Parece que a procura acabou, agora só faltam acertar uns detalhes: hoje, o Cern, em Genebra, anunciou a descoberta do bóson de Higgs, ou a “partícula de Deus”. O palavreado usado pelo próprio Cern tem a prudência característica dos cientistas e que às vezes irrita os jornalistas (pelo menos aqueles que precisam de manchetes, mas gostam de ter certeza absoluta do que vão botar na capa do jornal ou do site): o bichinho é chamado de “novo bóson”, ou “partícula consistente” com o bóson de Higgs. No máximo, chamam de “Higgs-like particle”. Mas, afinal, é ou não é? Segundo a New Scientist, a chance de não ser é de 5 em 10 milhões, suficiente para bater o martelo.

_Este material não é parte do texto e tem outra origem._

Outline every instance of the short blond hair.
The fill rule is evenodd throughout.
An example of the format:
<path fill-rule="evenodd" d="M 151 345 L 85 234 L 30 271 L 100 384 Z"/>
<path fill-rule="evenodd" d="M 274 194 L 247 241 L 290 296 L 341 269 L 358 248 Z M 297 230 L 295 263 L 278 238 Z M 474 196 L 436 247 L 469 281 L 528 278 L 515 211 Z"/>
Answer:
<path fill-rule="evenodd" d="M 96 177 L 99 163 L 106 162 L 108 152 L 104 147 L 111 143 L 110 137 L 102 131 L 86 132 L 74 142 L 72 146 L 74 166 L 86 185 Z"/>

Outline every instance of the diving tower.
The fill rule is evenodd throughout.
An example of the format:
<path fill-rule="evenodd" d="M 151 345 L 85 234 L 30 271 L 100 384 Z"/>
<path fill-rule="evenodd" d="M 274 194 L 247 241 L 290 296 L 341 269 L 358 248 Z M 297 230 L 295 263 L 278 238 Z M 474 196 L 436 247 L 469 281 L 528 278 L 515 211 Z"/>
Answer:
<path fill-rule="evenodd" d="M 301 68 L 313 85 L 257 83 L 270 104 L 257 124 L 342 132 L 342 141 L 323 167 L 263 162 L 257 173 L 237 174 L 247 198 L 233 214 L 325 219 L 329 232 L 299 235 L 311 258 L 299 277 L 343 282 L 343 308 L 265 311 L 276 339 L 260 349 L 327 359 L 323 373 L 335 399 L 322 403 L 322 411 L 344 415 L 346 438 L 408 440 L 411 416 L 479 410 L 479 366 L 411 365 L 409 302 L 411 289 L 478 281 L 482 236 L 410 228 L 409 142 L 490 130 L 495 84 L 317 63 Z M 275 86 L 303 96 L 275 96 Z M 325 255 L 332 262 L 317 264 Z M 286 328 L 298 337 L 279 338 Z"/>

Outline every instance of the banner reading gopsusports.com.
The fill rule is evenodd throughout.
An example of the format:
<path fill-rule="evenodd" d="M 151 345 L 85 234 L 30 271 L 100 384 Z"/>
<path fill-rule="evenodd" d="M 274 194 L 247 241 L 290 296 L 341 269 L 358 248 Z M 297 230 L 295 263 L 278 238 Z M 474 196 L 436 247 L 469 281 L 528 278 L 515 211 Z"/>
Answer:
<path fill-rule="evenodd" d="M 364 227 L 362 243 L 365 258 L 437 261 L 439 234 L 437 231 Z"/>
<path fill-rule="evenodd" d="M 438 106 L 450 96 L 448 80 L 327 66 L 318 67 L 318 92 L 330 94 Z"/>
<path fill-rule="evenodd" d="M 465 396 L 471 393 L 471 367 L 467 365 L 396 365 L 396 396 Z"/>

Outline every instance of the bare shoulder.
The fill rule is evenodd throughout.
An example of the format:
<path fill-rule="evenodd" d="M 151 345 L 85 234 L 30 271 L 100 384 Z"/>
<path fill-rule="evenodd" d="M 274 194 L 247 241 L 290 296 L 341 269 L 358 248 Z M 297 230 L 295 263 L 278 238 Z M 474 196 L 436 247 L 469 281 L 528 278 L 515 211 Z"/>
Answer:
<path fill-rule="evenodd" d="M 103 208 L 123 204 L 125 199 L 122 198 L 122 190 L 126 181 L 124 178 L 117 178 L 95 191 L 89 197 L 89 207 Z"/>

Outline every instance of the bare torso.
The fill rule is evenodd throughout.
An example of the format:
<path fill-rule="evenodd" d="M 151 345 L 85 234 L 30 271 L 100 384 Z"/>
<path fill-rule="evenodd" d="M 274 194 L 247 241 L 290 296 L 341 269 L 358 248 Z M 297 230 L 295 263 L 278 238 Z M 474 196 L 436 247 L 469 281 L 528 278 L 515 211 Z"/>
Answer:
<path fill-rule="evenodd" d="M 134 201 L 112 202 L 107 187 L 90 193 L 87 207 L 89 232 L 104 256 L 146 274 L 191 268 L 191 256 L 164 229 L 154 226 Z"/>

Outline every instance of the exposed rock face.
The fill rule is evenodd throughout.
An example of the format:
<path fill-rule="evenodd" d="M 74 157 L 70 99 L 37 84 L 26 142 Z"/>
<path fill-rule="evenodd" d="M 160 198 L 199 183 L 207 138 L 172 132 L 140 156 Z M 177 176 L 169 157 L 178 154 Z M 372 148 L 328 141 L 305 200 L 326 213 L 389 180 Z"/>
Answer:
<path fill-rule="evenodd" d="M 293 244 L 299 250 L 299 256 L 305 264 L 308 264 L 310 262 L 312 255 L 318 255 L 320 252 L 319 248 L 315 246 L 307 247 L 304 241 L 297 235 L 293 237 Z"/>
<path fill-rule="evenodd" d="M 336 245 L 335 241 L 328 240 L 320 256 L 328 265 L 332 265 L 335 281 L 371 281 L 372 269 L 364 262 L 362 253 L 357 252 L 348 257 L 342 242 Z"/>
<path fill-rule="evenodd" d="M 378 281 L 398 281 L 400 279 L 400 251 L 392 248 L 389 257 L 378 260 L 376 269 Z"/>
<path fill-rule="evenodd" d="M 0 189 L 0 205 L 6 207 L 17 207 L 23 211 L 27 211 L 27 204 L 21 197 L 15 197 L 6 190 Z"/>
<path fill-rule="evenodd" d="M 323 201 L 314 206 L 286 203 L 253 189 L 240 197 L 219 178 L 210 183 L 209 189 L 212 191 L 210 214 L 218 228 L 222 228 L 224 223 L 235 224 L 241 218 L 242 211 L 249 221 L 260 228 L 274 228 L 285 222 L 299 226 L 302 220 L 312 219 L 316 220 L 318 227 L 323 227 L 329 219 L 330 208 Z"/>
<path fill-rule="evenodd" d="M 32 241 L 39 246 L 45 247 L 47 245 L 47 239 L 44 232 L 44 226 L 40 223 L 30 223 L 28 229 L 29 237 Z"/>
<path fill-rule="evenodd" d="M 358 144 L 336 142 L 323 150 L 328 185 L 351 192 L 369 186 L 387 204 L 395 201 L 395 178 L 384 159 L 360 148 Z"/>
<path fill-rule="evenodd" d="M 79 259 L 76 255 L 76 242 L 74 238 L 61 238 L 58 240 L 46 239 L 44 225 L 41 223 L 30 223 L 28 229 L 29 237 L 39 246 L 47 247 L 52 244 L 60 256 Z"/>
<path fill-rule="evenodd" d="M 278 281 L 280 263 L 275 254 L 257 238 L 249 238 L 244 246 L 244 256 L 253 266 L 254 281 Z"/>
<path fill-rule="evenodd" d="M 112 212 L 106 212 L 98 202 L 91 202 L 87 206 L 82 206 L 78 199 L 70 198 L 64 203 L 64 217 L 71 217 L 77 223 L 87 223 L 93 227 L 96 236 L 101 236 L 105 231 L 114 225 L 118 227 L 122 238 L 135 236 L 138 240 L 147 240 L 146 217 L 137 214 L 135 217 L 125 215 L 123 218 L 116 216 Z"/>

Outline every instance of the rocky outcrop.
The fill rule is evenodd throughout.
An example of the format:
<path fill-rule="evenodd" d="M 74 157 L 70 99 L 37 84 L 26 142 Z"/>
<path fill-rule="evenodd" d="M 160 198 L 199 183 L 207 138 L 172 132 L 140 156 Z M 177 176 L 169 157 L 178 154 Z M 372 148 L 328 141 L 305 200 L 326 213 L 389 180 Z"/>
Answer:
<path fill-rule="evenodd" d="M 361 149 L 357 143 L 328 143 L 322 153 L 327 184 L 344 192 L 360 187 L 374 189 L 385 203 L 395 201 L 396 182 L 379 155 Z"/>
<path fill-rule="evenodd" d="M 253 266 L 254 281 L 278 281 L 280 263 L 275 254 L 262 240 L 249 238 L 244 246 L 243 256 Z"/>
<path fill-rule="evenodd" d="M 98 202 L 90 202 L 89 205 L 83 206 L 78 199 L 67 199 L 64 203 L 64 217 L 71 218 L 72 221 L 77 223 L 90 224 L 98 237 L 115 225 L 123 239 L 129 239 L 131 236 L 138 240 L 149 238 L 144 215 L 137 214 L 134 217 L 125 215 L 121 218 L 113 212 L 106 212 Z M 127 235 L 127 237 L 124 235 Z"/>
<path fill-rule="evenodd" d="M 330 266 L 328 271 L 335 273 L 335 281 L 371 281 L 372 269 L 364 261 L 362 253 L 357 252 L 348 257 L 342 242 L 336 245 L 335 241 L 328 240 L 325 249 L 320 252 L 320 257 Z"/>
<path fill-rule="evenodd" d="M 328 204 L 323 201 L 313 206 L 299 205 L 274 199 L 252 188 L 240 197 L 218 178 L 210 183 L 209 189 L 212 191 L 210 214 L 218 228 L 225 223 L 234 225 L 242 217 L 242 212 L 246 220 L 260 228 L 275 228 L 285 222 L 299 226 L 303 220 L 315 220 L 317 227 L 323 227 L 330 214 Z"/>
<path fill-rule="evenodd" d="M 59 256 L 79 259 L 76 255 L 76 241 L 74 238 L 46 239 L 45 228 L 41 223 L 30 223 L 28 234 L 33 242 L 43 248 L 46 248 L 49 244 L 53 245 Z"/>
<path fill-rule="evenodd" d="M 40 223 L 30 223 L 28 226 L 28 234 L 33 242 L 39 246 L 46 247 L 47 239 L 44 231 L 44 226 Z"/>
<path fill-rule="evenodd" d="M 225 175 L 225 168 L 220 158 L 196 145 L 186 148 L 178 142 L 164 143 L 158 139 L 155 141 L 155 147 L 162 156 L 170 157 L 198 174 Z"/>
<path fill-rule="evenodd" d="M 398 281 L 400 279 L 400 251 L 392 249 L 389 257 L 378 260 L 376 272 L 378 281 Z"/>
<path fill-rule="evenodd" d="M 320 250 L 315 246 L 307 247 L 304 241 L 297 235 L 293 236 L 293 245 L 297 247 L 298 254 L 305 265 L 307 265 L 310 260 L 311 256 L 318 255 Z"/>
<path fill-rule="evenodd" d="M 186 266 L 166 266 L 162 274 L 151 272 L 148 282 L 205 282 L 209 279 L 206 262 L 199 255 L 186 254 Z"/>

Em poucas palavras, o bóson de Higgs é o responsável, no Modelo Padrão (uma teoria que explica as partículas fundamentais e a interação entre elas), por dar massa às partículas. Não terminei ainda de ler o livro do Leon Lederman, mas sei que o apelido de “partícula de Deus”, segundo o autor, veio porque esse bóson é tão essencial e ao mesmo tempo tão esquivo (e, claro, há também o golpe de marketing do editor, que não curtiu muito o título original, The Goddamn particle). O simples fato de o bóson ser o responsável por dar massa a outras partículas já justificaria o apelido, pois, sem o Higgs, o universo não teria matéria, seria energia pura. Confiram a explicação do físico John Ellis neste vídeo:
O pessoal do Cern estava caçando o bóson de Higgs no Grande Colisor de Hádrons, aquele acelerador de partículas que, diz a lenda, criaria um buraco negro que acabaria com o planeta. Em poucas palavras, os cientistas do LHC estavam jogando feixes de prótons uns contra os outros e acompanhando o que resultaria do choque. Pelo que entendi da coisa, os cientistas não chegam a “ver” o Higgs propriamente dito, mas percebem que, após o choque, surgem outros tipos de partículas, já conhecidos, exatamente do modo como a teoria prevê que aconteceria em caso de interação com o bóson de Higgs. O texto da Science mostra que foram observados fótons e bósons Z e W como resultado dos choques no LHC.
O escocês Peter Higgs não gosta do apelido “partícula de Deus”. Uma materinha do Estadão, do fim do ano passado, diz que Higgs propôs o bóson justamente por ser ateu e buscar uma explicação para o fato de as partículas terem massa sem recorrer ao sobrenatural. Se for isso mesmo, temos um caso clássico de uma teoria acertadíssima, apesar das motivações erradas.
Nas próximas horas ficarei de olho em possíveis repercussões do anúncio de hoje no campo da relação entre ciência e fé. Como há muitos físicos que atuam nesse diálogo, é bem possível que acabem entrevistados mais cedo ou mais tarde. De qualquer modo, meu palpite é que isso não muda muita coisa; só reforça a noção de que Deus criou um universo que “se faz” sozinho e o sustenta com Sua vontade, em vez de ser um Deus que apenas dá o pontapé inicial e cai fora, ou um Deus que cria o universo e precisa ficar interferindo nele periodicamente para que as coisas aconteçam. Meu amigo Alexandre Zabot, da UFSC, tem a mesma impressão: “ao meu ver não há nada que vá mudar porque se trata simplesmente de dar uma espécie de ‘fechamento lógico’ ao Modelo Padrão”, afirmou. Para ele, o impacto vai se limitar à ciência. “Se esta descoberta for confirmada mesmo, lança ainda mais descrédito sobre as chamadas Teorias de Supercordas, que, até o momento, não passam de teorias altamente especulativas”, acrescentou. Já Jeff Zweerink, do grupo criacionista (de Terra antiga) Reasons to Believe, afirmava, dias atrás, que, se a existência do bóson de Higgs fosse confirmada, reforçaria a noção de uma sintonia fina no universo necessária para o surgimento da vida.
Atualização (14h55 de quarta): A revista The Economist publicou uma infografia que mostra como o bóson de Higgs era mesmo esquivo: foi a partícula que levou mais tempo entre sua formulação teórica e sua comprovação empírica.